The test client in Revision 8 was a 3x3 NETGEAR R7000 in bridge mode. The Revision 9 client is a 2x2 Intel AC 8265.
 
There is no wireless "Revision 3" test method. I think you are comparing results from Test Method 8 and 9.

The test client in Revision 8 was a 3x3 NETGEAR R7000 in bridge mode. The Revision 9 client is a 2x2 Intel AC 8265.

Thanks on clarification of the Revision. Aside from going from 3x3 to 2x2, I don't understand how the change in client would affect the results so strongly for the differences shown for the R7800. Are you suggesting that client hardware and drivers can that strongly affect router performance?
 
Yes, of course.

Thanks. Very fascinating, and considering that there a so many different clients out there, it suggests some uncertainty in how well your test results will represent real world performance. There has to be some metric though, and your tests are the best I've seen so far, so still very valuable.
 
The Wi-Fi class system has outlived its usefulness.

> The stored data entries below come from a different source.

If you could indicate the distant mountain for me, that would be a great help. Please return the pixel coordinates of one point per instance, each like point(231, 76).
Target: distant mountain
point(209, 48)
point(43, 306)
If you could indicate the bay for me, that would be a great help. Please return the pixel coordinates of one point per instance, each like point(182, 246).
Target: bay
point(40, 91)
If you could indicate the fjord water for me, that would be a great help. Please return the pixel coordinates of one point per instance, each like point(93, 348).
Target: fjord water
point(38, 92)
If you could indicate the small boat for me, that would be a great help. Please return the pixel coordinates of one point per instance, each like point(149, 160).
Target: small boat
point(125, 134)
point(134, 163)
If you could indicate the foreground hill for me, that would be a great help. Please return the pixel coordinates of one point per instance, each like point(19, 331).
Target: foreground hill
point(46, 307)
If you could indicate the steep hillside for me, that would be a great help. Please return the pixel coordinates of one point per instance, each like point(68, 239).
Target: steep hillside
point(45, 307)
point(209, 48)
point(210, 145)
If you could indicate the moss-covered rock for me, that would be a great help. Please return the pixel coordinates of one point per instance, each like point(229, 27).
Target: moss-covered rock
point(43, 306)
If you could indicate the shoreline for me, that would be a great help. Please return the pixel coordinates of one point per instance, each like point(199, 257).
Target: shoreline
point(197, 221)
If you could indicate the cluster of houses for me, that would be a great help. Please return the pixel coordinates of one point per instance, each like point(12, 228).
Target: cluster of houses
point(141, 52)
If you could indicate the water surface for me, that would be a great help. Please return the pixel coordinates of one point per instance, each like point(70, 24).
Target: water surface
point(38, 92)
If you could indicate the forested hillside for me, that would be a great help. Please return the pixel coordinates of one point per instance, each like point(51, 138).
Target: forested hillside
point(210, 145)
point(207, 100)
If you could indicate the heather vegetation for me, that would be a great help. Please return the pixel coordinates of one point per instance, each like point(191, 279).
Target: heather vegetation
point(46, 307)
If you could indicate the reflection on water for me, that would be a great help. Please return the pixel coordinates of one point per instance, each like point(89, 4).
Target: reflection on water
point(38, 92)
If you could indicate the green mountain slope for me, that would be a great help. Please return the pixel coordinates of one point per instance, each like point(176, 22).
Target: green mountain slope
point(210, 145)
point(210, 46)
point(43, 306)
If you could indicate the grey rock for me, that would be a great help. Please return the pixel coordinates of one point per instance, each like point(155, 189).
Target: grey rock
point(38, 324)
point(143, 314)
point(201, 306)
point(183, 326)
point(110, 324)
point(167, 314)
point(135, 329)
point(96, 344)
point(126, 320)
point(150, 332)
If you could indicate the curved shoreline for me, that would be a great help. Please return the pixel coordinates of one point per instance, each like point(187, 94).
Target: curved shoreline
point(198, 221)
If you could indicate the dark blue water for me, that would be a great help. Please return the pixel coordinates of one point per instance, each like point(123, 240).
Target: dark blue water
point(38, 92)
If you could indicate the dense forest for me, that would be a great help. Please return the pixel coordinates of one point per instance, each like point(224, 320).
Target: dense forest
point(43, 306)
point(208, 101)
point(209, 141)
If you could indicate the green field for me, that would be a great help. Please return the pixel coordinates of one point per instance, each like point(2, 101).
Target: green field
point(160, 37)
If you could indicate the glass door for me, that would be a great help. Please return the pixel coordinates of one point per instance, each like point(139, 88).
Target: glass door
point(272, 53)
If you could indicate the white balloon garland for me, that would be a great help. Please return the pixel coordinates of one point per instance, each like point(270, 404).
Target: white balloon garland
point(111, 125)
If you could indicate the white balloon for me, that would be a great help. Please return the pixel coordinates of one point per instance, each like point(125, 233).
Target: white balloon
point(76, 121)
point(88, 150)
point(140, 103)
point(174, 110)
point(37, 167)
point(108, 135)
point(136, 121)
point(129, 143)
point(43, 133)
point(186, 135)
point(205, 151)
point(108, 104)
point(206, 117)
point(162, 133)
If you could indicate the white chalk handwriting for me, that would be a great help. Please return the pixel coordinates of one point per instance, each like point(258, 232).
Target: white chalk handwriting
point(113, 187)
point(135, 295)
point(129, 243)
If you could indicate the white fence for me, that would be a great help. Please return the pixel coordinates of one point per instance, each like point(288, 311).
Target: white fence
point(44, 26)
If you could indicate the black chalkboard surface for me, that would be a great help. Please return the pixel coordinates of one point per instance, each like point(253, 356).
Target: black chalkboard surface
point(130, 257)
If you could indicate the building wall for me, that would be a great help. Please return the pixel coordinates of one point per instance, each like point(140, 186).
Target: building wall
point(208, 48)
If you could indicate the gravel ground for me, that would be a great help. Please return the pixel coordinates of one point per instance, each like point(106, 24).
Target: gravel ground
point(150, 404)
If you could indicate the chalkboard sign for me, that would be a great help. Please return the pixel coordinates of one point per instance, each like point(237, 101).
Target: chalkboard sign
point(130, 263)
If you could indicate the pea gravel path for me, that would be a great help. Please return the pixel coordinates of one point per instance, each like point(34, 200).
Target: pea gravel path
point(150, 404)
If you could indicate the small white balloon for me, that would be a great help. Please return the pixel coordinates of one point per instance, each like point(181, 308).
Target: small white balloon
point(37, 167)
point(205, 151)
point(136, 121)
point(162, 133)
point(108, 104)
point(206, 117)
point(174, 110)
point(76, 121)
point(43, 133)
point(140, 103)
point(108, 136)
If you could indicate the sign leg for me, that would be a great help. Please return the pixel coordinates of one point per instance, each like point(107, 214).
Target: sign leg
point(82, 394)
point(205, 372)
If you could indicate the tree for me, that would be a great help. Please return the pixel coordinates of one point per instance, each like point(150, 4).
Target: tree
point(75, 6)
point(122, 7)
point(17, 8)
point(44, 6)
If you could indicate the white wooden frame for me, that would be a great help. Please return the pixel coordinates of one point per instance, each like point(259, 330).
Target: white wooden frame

Speaking of which - on the inflated Vendor numbers that kind of caused this - has anyone actually observed a TurboQAM connection in 2.4GHz?

This was one of the key non-standard items - vendors would quote the TurboQAM/QAM256 numbers for 2.4GHz...
 
How does this new Revision measure the 1:n ratio of one router and multiple wifi devices in the house?

My home has 1 router and typically between 12 and 20 devices connected. Most of them are N-class devices connected at 2x2 144 mbit, and some of them are AC-class devices connected at 300 mbit or more. Several devices have been tested with www.speedtest.net, where N-class devices usually reach 30-50 mbit/sec, and AC-class devices reach >100 mbit/sec, which is my ISP's bandwidth limit. So far so good.

The real usage is 2-3 concurrent streams (Netfix, NetTV, Twitch - 1-4 mbit/sec per client), and some times 4-5 teenagers playing games, where ping ratio is more important than raw speed throughput. None of the clients need much from the router, but their combined load should be handled by the router.

Isn't it more realistically important that the router can handle all the clients at once? Each client may be some 2x2 radio device, but then the router's ability to serve them on spearate antennas would look like 2 devices at 2x2 could be better served by one Router with four antennas.

I don't know much about Routers and radios, so it is possible I have just misunderstood the whole thing.
 
The current and past test processes do not test wireless capacity, which is what you are referring to.
 
Appreciate the new methodology. Is there any way we can still do a Price vs Performance HEAT MAP (found it in Old Tools) for newer Devices that you test?

Also, not sure if its therein the test TB, but Wirecutter ranked Archer C7 as their best pick and a Netgear model as their best picks (for most people). Would love it if you can dissect some of their stuff and give us theirs vs yours to help us pick.